The growing awareness of the Opportunity Zones Program has left many with questions regarding geographic eligibility for designation as Opportunity Zones. This post provides additional details regarding the use of census data to determine census tract eligibility criteria. This information is based on our current understanding of the legislation as of the IRS guidance on February 27, 2018 and will be updated to reflect future guidance from the US Treasury Department.

In addition to this post, be sure to check out our Opportunity Zones landing page for the latest information about the program and our Opportunity Zone Eligibility Tool. This tool allows users to:

  • Determine eligibility using both 2015 and 2016 ACS data and download the data;
  • Overlay federal program data to assist with designation strategies;
  • As of our February 28 update, the tool also includes Puerto Rico.

Determining Eligibility from Census Data: Which Year to Use?

With the guidance released on February 8, 2018, the IRS has clarified two important issues regarding the data that states should be using to designate Opportunity Zones – which tracts are eligible for designation and how many can be designated.
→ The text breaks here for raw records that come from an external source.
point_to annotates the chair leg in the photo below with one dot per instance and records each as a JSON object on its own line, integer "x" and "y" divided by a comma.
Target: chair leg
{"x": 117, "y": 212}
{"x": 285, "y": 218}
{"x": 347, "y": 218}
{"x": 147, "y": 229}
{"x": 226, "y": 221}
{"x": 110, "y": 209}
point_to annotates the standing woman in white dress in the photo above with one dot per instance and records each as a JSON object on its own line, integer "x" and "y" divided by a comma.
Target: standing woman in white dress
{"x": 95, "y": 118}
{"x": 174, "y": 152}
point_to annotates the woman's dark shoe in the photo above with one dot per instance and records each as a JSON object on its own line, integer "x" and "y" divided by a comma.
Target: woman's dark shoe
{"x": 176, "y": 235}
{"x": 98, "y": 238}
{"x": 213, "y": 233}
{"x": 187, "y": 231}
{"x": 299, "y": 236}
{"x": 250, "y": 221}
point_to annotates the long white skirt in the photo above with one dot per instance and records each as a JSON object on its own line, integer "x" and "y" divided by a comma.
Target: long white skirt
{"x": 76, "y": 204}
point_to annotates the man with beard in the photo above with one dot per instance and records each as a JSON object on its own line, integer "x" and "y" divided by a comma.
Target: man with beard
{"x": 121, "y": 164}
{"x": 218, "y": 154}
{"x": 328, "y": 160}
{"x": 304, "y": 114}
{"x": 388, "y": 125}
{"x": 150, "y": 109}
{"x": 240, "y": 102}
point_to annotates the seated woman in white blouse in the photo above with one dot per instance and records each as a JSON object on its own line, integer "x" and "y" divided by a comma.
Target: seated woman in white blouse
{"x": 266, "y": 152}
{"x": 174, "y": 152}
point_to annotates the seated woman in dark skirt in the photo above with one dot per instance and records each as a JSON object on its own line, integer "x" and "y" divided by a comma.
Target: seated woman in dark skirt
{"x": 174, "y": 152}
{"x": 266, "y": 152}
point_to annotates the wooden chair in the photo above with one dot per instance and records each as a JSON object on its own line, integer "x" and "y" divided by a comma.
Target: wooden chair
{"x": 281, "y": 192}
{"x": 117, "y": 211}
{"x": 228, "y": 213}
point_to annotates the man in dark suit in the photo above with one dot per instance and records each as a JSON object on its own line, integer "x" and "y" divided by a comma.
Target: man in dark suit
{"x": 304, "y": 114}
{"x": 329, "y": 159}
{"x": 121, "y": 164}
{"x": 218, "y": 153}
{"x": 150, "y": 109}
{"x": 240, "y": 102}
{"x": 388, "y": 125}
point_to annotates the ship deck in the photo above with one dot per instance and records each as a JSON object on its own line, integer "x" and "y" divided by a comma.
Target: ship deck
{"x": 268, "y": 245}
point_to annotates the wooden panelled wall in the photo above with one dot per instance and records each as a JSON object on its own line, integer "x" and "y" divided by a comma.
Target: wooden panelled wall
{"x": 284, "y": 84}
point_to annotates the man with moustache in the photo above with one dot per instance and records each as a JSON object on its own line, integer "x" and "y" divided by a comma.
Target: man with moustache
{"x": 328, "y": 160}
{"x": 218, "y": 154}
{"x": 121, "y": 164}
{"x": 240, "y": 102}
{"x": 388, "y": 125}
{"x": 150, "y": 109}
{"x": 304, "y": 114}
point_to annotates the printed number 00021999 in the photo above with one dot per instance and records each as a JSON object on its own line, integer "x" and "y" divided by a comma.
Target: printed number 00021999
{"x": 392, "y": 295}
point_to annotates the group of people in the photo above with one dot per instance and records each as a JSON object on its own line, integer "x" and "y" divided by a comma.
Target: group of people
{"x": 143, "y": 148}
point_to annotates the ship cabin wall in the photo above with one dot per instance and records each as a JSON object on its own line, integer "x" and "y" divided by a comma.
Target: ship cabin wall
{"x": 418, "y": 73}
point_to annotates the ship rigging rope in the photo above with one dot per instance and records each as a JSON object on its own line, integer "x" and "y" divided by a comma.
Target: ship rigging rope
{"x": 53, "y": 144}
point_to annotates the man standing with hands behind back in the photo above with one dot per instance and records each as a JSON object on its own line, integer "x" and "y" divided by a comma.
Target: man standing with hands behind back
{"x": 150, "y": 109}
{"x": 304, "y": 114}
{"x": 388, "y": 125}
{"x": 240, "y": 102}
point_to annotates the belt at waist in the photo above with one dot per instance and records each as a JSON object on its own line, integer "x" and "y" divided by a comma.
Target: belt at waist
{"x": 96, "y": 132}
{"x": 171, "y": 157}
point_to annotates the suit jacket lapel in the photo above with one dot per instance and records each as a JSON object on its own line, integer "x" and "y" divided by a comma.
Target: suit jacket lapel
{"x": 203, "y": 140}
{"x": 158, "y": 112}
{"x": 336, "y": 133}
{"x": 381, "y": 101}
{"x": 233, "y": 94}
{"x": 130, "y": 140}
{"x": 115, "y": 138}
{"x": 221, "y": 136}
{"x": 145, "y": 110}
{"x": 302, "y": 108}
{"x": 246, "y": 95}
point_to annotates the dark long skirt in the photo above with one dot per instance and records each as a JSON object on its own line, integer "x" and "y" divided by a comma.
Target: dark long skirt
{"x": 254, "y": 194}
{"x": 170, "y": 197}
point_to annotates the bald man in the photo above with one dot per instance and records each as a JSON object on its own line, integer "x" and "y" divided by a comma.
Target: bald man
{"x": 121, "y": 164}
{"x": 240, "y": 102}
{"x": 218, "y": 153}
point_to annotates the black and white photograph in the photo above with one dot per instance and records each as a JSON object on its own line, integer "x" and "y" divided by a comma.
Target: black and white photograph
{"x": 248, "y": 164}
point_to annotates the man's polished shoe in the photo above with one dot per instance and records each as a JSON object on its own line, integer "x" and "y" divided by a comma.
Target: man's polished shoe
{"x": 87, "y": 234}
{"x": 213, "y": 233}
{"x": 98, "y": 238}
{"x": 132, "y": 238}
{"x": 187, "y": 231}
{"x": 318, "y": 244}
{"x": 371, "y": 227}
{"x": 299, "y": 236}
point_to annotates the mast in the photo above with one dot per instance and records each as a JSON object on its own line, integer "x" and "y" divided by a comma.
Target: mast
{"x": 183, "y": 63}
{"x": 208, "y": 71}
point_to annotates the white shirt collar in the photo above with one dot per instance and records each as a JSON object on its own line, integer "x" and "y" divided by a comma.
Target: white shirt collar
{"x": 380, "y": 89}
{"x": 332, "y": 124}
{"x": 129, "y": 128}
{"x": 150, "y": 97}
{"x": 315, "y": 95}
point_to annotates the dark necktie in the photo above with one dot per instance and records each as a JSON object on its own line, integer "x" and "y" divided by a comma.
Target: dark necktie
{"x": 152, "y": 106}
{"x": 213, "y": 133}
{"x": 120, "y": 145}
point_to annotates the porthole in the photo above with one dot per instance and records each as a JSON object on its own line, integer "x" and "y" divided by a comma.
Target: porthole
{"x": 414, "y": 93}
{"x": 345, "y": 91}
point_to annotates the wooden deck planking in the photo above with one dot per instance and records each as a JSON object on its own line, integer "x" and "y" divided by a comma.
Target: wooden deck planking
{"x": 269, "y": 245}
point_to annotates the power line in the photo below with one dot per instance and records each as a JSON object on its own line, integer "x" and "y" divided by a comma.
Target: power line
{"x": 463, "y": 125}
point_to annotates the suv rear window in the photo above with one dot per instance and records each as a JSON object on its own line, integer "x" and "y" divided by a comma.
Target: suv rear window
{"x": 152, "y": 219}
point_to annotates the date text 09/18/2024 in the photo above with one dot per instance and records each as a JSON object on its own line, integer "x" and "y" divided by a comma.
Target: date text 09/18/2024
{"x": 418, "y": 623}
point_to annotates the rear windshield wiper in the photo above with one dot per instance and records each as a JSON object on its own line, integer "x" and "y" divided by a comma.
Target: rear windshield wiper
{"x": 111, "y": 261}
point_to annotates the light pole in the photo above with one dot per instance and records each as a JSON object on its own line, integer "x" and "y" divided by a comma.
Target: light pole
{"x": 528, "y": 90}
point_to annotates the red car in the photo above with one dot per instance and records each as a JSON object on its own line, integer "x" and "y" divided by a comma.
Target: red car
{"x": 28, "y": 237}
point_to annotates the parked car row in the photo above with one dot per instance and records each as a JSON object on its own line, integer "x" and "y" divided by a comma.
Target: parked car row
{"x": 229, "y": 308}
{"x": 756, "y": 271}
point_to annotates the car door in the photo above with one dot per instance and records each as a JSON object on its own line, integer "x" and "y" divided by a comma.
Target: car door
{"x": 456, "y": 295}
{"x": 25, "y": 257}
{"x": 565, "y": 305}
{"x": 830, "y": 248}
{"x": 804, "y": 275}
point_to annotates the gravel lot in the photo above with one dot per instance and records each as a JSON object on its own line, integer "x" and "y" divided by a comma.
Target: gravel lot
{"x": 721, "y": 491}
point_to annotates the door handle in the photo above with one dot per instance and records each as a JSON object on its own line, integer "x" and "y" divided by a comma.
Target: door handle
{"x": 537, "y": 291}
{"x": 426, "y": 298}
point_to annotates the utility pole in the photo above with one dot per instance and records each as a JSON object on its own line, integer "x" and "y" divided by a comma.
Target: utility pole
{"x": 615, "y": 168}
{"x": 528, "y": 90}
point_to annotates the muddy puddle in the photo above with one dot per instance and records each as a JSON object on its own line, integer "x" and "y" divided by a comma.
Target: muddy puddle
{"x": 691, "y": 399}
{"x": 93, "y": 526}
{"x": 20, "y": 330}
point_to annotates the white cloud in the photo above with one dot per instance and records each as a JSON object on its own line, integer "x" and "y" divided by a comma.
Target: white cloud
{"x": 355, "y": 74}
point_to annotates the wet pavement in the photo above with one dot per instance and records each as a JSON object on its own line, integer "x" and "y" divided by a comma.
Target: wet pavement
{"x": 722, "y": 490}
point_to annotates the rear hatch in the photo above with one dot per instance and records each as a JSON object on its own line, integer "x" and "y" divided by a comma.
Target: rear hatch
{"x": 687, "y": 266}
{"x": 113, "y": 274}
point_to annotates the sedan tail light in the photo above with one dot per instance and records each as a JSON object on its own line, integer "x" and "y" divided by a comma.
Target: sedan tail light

First, the IRS stated that Opportunity Zone designations made on the basis of 2015 5 Year American Community Survey (2015 ACS) data will be accepted using a “safe harbor” rule – meaning that the designations will not be rejected on the grounds that it is no longer eligible under more recent census data. On the other hand, they will consider a designation made on the basis of 2016 5 Year American Community Survey (2016 ACS) to be valid, as long as it is supported with the appropriate data.

Update 3/5/18: We have been informed by the CDFI Fund that the use of 2016 ACS data extends only to the designation of additional Low-Income Communities and not to non-Low-Income Community contiguous tracts (see the graphic below). Although the guidance posted on the CDFI Fund’s Opportunity Zones Information Resource page has not been updated to reflect this distinction, the CDFI Fund plans to include this guidance in the information being sent to governors’ offices to complete their tract nominations. We have also updated our Opportunity Zones Eligibility Tool along and downloadable data accordingly.

Opportunity Zones Eligibility Matrix.jpg

How Many Tracts Can States Designate?

In addition to the guidance above, the IRS stated that the total number of Opportunity Zones that states can designate must be based only on the 2015 ACS. So, while choosing to work with the 2016 ACS data can add some additional flexibility in which tracts are eligible, it will not affect the total number of tracts that can be designated.

Update: Because the number of Low-Income Communities in the CDFI Fund’s dataset was updated on February 27, 2018, states should re-check the number of tracts they are able to designate, as this number may have changed.

The IRS guidance also specifies that states should round up when calculating the number of tracts to designate and the number of designated tracts that are eligible due to contiguity with Low-Income Communities. For example, a state with 101 Low-Income Communities would be able to designate 26 tracts (or 25 percent, rounded up) as Opportunity Zones. Of those 26 communities, up to two tracts (5 percent rounded up) could be designated as eligible based on contiguity with a Low-Income Community.